Um bom amigo compra dez caixas de skol, mas sempre se lembra de comprar sua caixinha de brahma cativa
E não lhe pede cuidado com o bafômetro, lhe pede que xingue o PM, e ligue, caso precise de reforço.
Um bom amigo cultiva sempre, ao pé da mesa, um whisky muito mais velho que o das outras mesas ao redor.
Alheio aos olhares de pedinte e aos comentários maldosos do convidado ao lado.
Um bom amigo nunca cobiçará sua mulher pelas suas costas, e sim pelas costas dela
O faz pela frente e com certo ar de piadista.

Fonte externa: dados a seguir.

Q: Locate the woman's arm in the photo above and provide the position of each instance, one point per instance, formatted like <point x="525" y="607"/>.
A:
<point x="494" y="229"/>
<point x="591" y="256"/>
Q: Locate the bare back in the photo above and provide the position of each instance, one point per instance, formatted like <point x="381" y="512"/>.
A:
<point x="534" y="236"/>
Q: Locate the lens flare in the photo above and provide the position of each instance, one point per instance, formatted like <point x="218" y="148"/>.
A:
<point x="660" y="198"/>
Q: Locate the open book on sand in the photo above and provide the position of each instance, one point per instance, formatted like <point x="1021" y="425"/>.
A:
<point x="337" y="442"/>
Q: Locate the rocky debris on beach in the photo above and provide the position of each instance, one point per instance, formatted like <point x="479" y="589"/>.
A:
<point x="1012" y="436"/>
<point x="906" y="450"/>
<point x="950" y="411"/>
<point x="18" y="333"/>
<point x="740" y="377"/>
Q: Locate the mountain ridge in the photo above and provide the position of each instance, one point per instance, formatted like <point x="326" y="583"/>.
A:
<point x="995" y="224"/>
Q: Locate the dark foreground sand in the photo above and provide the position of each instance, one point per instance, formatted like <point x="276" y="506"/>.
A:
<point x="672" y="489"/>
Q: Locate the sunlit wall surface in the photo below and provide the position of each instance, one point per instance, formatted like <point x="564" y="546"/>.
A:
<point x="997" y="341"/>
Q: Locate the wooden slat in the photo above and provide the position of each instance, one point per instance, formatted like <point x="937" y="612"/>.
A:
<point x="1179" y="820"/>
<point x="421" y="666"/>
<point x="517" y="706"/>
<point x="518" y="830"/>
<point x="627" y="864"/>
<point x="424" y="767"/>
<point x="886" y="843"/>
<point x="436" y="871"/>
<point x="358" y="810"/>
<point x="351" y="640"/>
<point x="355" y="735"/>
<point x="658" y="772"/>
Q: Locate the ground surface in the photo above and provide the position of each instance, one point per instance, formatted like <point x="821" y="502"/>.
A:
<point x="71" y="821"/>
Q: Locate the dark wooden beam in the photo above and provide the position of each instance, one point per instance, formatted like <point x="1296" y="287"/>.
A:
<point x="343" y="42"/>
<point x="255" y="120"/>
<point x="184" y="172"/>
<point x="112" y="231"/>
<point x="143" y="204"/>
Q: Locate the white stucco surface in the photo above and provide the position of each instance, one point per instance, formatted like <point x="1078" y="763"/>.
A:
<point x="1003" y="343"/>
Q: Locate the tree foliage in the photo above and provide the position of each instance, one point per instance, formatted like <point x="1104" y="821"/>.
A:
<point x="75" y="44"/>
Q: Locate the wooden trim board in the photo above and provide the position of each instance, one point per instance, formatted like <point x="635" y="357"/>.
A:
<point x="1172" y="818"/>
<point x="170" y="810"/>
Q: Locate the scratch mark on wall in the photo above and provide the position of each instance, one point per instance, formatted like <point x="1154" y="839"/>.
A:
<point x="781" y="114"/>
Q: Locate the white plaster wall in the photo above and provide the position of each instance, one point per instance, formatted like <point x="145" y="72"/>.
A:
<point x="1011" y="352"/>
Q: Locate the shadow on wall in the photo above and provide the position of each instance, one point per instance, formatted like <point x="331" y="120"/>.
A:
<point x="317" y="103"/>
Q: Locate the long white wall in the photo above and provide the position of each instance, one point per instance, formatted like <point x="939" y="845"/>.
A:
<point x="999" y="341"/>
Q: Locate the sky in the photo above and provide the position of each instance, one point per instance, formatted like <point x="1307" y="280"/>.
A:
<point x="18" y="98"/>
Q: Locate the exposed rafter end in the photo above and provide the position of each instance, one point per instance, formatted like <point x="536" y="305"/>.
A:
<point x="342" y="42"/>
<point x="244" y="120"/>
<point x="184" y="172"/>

Um bom amigo, se adversário, nunca deixará de cortar seu Ás, se parceiro, nunca deixará de xingar sua mãe caso seu sete caia antes do Ás
Este não precisa fazer média, visto que é da família.
Um bom amigo comemora a vitória do vasco sobre o flamengo, muito mais pela derrota do flamengo
Mas jamais critica com veemência o Brizola, ao menos na sua frente.
Um bom amigo não chorará sobre seu caixão, apoiará sobre ele os copos, e enaltecerá suas histórias, mesmo que faroleiro
Debochará das derrotas, e nelas, lhe exaltará um guerreiro
Na ressaca, chorará em silêncio, mesmo que por dentro, a morte de parte de si
E brindará o espaço vazio na mesa do bar, agora ocupado pela saudade.